Chinese millionaires will double in 2026 despite economic slowdown, according to Credit Suisse

By Selena Li

HONGKONGSep 20 – The number of Chinese millionaires is expected to double by 2026, according to a Credit Suisse report released on Tuesday, despite Beijing’s nationwide campaign to reduce wealth inequality and a sharp slowdown in the economy.

The total wealth of Chinese households reached 85.1 trillion dollars in 2021, up 15.1% or $11.2 trillion than in 2020.

Beijing’s push for “common prosperity” has intensified in official rhetoric in recent years, as has a crackdown on excesses in sectors such as technology and private education, which has rattled investors.

In 2021, China had 6.2 million millionaires, more than one million more than in 2020, while globally the total number of millionaires increased by 5.2 million. That number in China is expected to double to 12.2 million within five years, according to the report.

The bullish outlook for wealth growth in China comes despite the fact that the world’s second-largest economy narrowly avoided contraction in the second quarter, and that widespread lockdowns due to covid-19 and the fall in the real estate sector affected consumer and business confidence.

Global household wealth grew by 12.7% in 2021, the fastest annual rate ever recorded without taking currency factors into account, but the outlook was clouded by rising geopolitical and financial uncertainty.

Global household wealth reached $463.6 trillion at the end of 2021, driven above all by a sharp rise in financial assets, which worsened inequality last year.

The United States, China and Canada led the expansion in household wealth, according to the report, noting that they saw increases of $19.5 trillion, $11.2 trillion and $1.8 trillion, respectively.

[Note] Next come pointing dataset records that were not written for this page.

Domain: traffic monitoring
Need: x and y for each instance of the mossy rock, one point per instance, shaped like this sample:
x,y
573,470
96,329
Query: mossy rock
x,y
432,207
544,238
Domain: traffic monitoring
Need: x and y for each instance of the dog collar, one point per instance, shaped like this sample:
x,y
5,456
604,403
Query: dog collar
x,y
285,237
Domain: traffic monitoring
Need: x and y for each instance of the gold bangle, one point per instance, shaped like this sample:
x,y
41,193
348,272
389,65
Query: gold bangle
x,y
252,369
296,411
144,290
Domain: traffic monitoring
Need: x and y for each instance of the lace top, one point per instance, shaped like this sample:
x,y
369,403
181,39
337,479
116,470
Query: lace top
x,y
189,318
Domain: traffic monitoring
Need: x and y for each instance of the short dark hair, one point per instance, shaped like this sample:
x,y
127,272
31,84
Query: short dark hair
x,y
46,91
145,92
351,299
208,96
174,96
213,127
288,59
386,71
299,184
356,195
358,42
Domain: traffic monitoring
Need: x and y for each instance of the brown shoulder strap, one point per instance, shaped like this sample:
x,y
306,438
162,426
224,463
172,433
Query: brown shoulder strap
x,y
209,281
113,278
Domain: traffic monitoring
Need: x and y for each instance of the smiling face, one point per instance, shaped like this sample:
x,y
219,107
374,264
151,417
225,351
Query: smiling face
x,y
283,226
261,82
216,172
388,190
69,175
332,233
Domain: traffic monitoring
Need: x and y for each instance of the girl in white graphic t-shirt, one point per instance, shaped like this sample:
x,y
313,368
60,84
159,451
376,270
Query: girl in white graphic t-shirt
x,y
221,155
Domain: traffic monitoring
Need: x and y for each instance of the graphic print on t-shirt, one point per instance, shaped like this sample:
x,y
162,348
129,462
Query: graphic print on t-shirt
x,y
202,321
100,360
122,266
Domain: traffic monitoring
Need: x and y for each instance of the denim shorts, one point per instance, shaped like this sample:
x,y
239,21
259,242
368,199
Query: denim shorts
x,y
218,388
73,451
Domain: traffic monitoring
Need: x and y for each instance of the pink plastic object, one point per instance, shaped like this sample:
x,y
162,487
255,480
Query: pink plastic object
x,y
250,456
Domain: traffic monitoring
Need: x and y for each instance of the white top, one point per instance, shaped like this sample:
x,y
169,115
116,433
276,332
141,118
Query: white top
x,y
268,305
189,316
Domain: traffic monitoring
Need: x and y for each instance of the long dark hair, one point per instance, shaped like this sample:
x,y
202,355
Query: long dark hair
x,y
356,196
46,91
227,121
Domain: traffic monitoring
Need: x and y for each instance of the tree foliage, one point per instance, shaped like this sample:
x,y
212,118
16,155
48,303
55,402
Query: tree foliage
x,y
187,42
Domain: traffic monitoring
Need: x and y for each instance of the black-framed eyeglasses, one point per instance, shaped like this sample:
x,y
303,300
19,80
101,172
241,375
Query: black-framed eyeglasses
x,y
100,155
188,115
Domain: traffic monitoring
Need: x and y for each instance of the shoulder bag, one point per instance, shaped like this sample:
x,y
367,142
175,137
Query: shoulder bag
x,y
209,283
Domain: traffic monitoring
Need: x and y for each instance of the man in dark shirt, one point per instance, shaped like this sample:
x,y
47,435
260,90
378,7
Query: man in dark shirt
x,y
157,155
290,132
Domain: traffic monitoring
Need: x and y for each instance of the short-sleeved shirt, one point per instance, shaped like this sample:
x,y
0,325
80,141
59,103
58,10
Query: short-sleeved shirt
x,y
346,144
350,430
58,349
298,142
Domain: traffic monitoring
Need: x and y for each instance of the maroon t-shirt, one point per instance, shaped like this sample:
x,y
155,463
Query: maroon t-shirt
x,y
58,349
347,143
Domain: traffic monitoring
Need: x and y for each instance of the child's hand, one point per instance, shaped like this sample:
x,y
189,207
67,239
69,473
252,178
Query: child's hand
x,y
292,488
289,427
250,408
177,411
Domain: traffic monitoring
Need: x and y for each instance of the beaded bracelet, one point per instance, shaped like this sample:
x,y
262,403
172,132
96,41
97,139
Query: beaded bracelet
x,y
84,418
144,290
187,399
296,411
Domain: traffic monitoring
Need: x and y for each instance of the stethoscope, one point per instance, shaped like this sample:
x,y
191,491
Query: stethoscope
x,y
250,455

“It is probably too early to fully assess the impact of inflation, the Ukraine crisis, the supply chain crisis, but we will probably see some reversals in global wealth gains” in 2022, said Axel Lehmann, president of the Credit Suisse directory.

However, the Swiss private bank remains bullish on the five-year growth outlook, with global household wealth expected to rise by $169 trillion by 2026.